Stardate
20020226.1952 (On Screen): You see, we got this thing here in the US called the First Amendment. We really care a lot about it; it's one of the most important sentences in the Constitution. It guarantees us a right of free expression, which we in the US think is indispensable. One thing in particular that it doesn't do is to protect us from being offended, because we in the US think that if only inoffensive speech is protected then the protection is a sham. Anyone could censor anyone else just by declaring that they were being offended in some way.
We're not about to give up the First Amendment just to get along with other governments, and especially not just so we can suck up to a pompous French court that doesn't know its own limits.
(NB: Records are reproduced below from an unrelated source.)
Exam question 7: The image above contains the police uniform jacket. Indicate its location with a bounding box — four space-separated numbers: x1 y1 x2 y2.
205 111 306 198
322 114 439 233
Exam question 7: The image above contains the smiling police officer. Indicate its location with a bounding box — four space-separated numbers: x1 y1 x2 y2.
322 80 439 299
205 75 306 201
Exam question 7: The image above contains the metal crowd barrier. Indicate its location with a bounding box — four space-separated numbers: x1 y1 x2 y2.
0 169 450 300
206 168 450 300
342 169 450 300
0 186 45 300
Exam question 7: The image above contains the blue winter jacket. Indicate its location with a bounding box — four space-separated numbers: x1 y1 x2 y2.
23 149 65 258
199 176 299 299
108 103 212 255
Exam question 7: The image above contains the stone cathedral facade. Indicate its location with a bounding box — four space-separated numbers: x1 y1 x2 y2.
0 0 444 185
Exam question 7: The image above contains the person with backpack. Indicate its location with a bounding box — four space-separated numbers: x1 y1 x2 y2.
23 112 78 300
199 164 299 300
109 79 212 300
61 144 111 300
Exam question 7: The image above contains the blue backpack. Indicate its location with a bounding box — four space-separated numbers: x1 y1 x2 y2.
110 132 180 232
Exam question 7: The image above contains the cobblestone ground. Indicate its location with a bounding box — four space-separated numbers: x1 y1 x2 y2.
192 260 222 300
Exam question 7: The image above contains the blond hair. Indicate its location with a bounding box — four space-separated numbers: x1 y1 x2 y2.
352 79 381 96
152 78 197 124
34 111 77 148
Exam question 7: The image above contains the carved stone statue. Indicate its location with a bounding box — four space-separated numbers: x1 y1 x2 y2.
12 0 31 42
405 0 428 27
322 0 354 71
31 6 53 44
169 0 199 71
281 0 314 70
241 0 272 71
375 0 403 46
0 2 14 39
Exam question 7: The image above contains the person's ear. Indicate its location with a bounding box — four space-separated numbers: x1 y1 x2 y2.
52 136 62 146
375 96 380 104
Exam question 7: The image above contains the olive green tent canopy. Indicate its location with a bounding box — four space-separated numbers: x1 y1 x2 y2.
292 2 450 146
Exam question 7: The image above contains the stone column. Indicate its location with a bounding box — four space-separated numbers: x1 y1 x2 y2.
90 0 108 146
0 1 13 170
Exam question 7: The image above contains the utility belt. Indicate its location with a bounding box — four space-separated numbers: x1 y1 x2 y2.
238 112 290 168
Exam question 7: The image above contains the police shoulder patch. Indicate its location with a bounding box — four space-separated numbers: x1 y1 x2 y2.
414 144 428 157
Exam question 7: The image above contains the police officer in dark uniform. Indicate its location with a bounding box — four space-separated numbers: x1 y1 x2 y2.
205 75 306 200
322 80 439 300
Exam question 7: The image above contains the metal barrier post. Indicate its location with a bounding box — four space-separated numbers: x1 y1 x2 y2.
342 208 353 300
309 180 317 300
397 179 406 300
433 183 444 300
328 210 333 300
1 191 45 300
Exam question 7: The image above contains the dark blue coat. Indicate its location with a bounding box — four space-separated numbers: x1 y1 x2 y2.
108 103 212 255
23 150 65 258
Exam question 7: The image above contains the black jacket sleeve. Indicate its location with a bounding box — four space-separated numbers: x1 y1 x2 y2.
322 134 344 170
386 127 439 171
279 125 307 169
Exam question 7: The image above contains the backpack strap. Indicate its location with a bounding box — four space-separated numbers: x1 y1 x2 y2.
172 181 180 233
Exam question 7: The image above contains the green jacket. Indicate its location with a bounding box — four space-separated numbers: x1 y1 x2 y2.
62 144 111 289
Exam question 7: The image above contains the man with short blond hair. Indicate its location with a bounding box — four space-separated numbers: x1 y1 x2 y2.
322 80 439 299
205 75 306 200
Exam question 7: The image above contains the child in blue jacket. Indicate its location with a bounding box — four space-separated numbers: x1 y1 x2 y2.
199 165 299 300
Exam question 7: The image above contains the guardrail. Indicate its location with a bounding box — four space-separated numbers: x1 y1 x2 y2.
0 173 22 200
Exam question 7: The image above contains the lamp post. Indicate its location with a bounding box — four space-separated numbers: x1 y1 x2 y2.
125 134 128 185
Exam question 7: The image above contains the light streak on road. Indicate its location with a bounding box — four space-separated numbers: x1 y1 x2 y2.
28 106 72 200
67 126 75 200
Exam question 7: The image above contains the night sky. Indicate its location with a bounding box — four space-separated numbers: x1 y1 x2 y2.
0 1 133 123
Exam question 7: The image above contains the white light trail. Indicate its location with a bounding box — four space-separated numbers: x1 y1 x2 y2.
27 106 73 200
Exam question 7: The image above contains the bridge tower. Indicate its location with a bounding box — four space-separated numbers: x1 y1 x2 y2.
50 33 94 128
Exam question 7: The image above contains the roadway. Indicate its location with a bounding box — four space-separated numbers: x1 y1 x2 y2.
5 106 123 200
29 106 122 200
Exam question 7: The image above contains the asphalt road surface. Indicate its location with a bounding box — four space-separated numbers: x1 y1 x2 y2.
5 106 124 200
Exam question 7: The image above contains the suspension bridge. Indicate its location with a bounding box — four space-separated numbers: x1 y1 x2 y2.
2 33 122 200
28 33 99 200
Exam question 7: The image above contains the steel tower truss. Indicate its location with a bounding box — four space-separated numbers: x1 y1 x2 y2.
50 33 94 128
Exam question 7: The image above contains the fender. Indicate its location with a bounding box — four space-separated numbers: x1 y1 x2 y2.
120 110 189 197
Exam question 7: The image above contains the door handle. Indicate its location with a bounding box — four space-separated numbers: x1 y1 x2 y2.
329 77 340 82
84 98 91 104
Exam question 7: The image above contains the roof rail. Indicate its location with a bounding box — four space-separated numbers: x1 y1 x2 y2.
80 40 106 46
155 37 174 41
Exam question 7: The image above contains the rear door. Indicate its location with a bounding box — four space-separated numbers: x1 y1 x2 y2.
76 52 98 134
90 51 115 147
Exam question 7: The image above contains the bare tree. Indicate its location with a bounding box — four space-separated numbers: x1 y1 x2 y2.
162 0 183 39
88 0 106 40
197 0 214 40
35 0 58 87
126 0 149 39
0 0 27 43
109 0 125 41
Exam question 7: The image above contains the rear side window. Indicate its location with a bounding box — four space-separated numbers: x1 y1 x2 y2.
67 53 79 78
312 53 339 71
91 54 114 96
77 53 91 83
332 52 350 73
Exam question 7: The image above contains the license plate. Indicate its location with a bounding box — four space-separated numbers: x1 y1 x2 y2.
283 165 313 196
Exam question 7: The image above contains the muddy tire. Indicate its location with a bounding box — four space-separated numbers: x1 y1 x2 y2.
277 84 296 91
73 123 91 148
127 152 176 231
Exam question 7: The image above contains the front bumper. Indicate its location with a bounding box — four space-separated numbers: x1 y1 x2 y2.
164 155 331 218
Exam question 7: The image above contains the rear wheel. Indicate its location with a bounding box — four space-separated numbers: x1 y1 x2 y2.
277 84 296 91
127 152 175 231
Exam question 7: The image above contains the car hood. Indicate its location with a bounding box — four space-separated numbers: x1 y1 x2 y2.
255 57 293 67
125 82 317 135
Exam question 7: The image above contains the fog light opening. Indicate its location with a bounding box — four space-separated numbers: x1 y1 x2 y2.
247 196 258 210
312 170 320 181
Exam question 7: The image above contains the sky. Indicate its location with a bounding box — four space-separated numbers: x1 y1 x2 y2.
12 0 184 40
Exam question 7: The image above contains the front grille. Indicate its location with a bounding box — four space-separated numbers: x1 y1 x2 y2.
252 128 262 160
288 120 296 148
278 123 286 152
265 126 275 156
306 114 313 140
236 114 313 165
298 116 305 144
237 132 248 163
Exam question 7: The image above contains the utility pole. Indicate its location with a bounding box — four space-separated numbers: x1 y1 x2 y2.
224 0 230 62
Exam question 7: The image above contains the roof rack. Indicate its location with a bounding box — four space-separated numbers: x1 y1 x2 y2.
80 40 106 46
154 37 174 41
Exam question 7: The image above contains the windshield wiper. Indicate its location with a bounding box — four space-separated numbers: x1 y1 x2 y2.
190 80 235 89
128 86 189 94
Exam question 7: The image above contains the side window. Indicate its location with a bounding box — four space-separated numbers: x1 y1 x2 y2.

And that is what we're facing now.
France has much more stringent restrictions on speech. It's their nation; they can do what they want within their borders. But a French court has decided that this isn't enough; it wants to apply French law to what Americans say within the borders of the US, if it is possible for anyone in France to be exposed to that speech. Of course, on the Web anyone can read what anyone else in the world writes, and so the French court is trying to force a US company to remove certain materials from a web server based in the US, because it can be accessed in France. It issued a court order.
A US court ruled last year that the French court did not have jurisdiction to issue such orders to be applied within the US, and that First Amendment rights of free expression could not be abridged in that way. That was exactly the right way to rule. Were that ruled otherwise, Americans would only have the ability to express things online if they did not violate any law in any nation anywhere on earth, which would shred the First Amendment and make it completely meaningless.
The precedent was set by the Third Circuit Court's CDA decision, which decided how the First Amendment would apply online, and which was upheld by the Supreme Court. Americans have extremely broad right to express themselves online, and by long precedent that applies to corporations as well. And it emphatically does include the right to unpopular speech, even to offensive speech because if it did not it would be useless.
But never let it be said that the French are not tenacious: a court there has decided to initiate criminal prosecution against the American company and its CEO. Prison and fines.
The French court can stuff it. There is no possible way that the US will extradite someone solely because they exercised their constitutionally protected right of free expression within US borders. The French can abridge their own right of free expression all they want, but they better damned well keep their fingers off of mine here in the US.